C’est une histoire simple, écrite avec simplicité, le récit des derniers jours de liberté d’une famille tsigane dans la France occupée ; une famille broyée par la guerre, la politique de collaboration, le racisme et la haine depuis longtemps ancrés chez beaucoup de Français. C’est aussi un hommage à ceux qui voulurent défendre la fraternité et le respect de l’autre, les droits de l’homme et la République, ceux qui firent ce qu’ils pensaient devoir faire, ce qu’ils crurent pouvoir faire, jusqu’à la Résistance.
Une famille tsigane dans la France de Vichy
Nous sommes en 1943 quelque part dans la campagne, dans la zone occupée de la France de Vichy. Une famille tsigane s’approche d’un village où, comme chaque année elle veut s’installer le temps des vendanges, avant de repartir car ses membres ne conçoivent pas la vie autrement que sur la route, toujours vers de nouveaux horizons. Théodore est vétérinaire et maire du village. Il s’efforce de leur faire comprendre que les temps ont changé, que désormais c’est la guerre et que les lois sont encore plus dures qu’elles ne l’étaient pour les Tsiganes. Avec l’aide de la jeune institutrice il veut leur faire accepter une sédentarisation temporaire qui pourrait les sauver.
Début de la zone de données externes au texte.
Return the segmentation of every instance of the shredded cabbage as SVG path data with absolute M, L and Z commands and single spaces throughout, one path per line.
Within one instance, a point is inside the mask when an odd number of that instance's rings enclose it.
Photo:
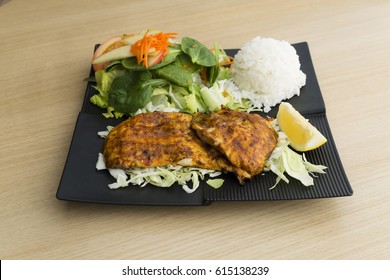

La famille dans un premier temps n’échappe pas à un internement dans un camp ouvert et administré par l’État français. Théodore les en fait sortir en les rendant propriétaires de la maison de ses ancêtres et des terres qui l’entourent, malgré eux et malgré l’opposition brutale de quelques voisins furieux. Thédore et Lise iront jusqu’au bout du possible, mais la violence conjuguée de la politique de Vichy, de la Gestapo et de la Milice triompheront.
Les états d’âme de l’historien
Ce petit livre n’est ni une étude historique sur la déportation des Tsiganes, ni même un roman historique. C’est un roman et c’est presque un scénario. Les personnages sont assez stéréotypés : l’institutrice agent de liaison, le milicien, le maire écrasé entre l’État et ses administrés, le salopard milicien, les brutes de la Gestapo, les Tsiganes idéalisés épris de liberté.
L’historien souffre un peu de l’imprécision du contexte et s’étonne de voir intervenir dans des attributions mal délimitées la gendarmerie de l’État français, la Milice et la Gestapo. L’épilogue évoque le sort des Tsiganes « vivant en Europe » dont beaucoup furent exterminés dans les camps nazis, mais ne dit rien de ceux qui vécurent en France. Or les Tsiganes français ne furent pas déportés, sauf ceux des départements du Nord et du Pas-de-Calais rattachés au gouvernement militaire de Bruxelles. C’est d’ailleurs d’une famille tsigane internée à Mâlines en Belgique avant d’être déportée à Auschwitz que s’est inspiré Tony Gatlif. Il est vrai que l’arrestation de la famille dans le roman a lieu près de la frontière belge qu’elle voulait absolument franchir et qui était le but de son voyage.
Ces précisions risquent de passer inaperçues et le lecteur ou le spectateur ne saura pas que les Tsiganes restèrent internés dans des camps français, et qu’ils y demeurèrent des mois encore après la fin de la guerre, détenus cette fois par les autorités qui avaient restauré la légalité républicaine.
On admettra que ces précisions ne soient pas la préoccupation des auteurs et on attendra le 24 février pour voir vivre et mourir les personnages du roman.